Automatic speech recognition (ASR) model for English transcription as well as translation
OpenAI’s Whisper ASR (Automatic Speech Recognition) model is a state-of-the-art system designed for transcribing spoken language into written text. It exhibits robust performance in realistic, noisy environments, making it highly reliable for real-world applications. Specifically, it excels in long-form transcription, capable of accurately transcribing audio clips up to 30 seconds long. Time to the first token is the encoder's latency, while time to each additional token is decoder's latency, where we assume a mean decoded length specified below.
This model is an implementation of Whisper-Tiny-En found
here
.
This repository provides scripts to run Whisper-Tiny-En on Qualcomm® devices.

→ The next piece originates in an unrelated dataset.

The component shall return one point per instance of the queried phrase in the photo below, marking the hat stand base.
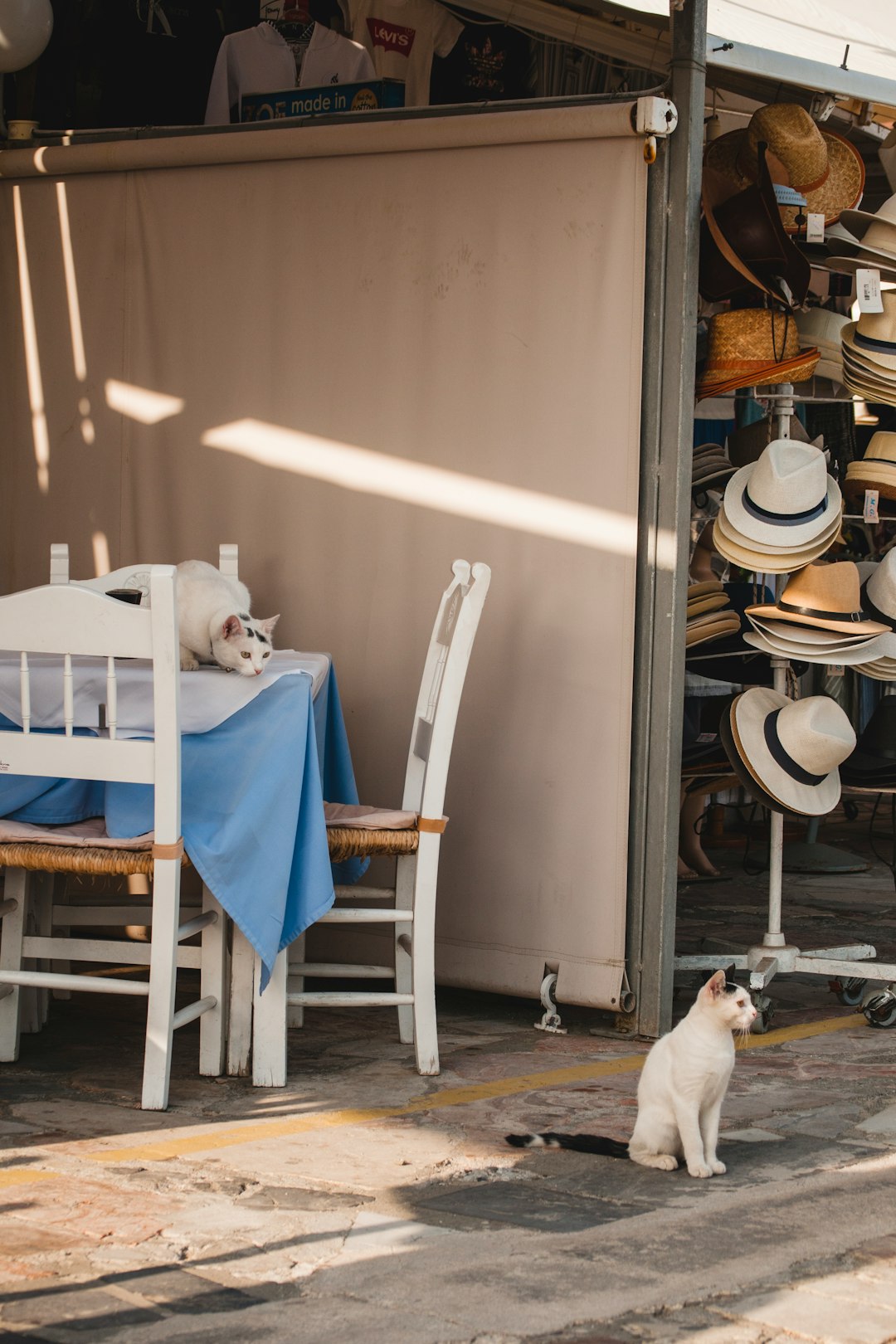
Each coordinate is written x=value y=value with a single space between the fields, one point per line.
x=774 y=955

More details on model performance across various devices, can be found
here
.
Profile Job summary of WhisperEncoder
--------------------------------------------------
Device: SA8255 (Proxy) (13)
Estimated Inference Time: 278.96 ms
Estimated Peak Memory Range: 0.16-50.72 MB
Compute Units: NPU (313) | Total (313)
Profile Job summary of WhisperDecoder
--------------------------------------------------
Device: SA8255 (Proxy) (13)
Estimated Inference Time: 2.21 ms
Estimated Peak Memory Range: 0.02-152.14 MB
Compute Units: NPU (447) | Total (447)
How does this work?
This
export script
leverages
Qualcomm® AI Hub
to optimize, validate, and deploy this model
on-device. Lets go through each step below in detail:
Step 1:
Compile model for on-device deployment
To compile a PyTorch model for on-device deployment, we first trace the model
in memory using the
jit.trace
and then call the
submit_compile_job
API.
import torch
import qai_hub as hub
from qai_hub_models.models.whisper_tiny_en import Model
# Load the model
torch_model = Model.from_pretrained()
# Device
device = hub.Device("Samsung Galaxy S23")
# Trace model
input_shape = torch_model.get_input_spec()
sample_inputs = torch_model.sample_inputs()

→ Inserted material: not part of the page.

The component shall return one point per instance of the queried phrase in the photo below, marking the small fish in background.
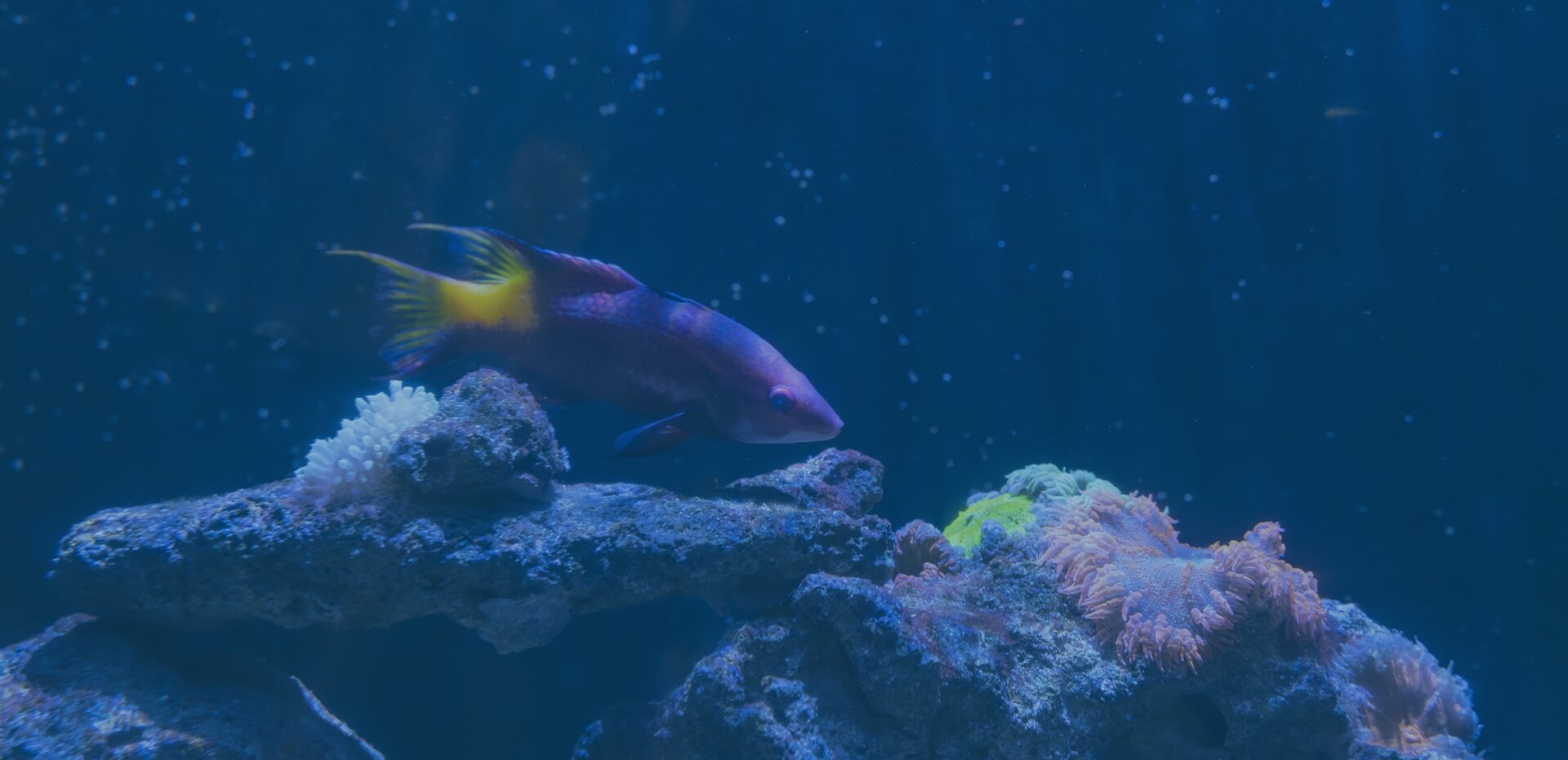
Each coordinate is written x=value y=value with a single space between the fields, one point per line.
x=579 y=330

pt_model = torch.jit.trace(torch_model, [torch.tensor(data[0]) for _, data in sample_inputs.items()])
# Compile model on a specific device
compile_job = hub.submit_compile_job(
model=pt_model,
device=device,
input_specs=torch_model.get_input_spec(),
)
# Get target model to run on-device
target_model = compile_job.get_target_model()
Step 2:
Performance profiling on cloud-hosted device
After compiling models from step 1. Models can be profiled model on-device using the
target_model
. Note that this scripts runs the model on a device automatically
provisioned in the cloud. Once the job is submitted, you can navigate to a
provided job URL to view a variety of on-device performance metrics.
Whisper-Tiny-En huggingface.co is an AI model on huggingface.co that provides Whisper-Tiny-En's model effect (), which can be used instantly with this qualcomm Whisper-Tiny-En model. huggingface.co supports a free trial of the Whisper-Tiny-En model, and also provides paid use of the Whisper-Tiny-En. Support call Whisper-Tiny-En model through api, including Node.js, Python, http.
Whisper-Tiny-En huggingface.co is an online trial and call api platform, which integrates Whisper-Tiny-En's modeling effects, including api services, and provides a free online trial of Whisper-Tiny-En, you can try Whisper-Tiny-En online for free by clicking the link below.
qualcomm Whisper-Tiny-En online free url in huggingface.co:
Whisper-Tiny-En is an open source model from GitHub that offers a free installation service, and any user can find Whisper-Tiny-En on GitHub to install. At the same time, huggingface.co provides the effect of Whisper-Tiny-En install, users can directly use Whisper-Tiny-En installed effect in huggingface.co for debugging and trial. It also supports api for free installation.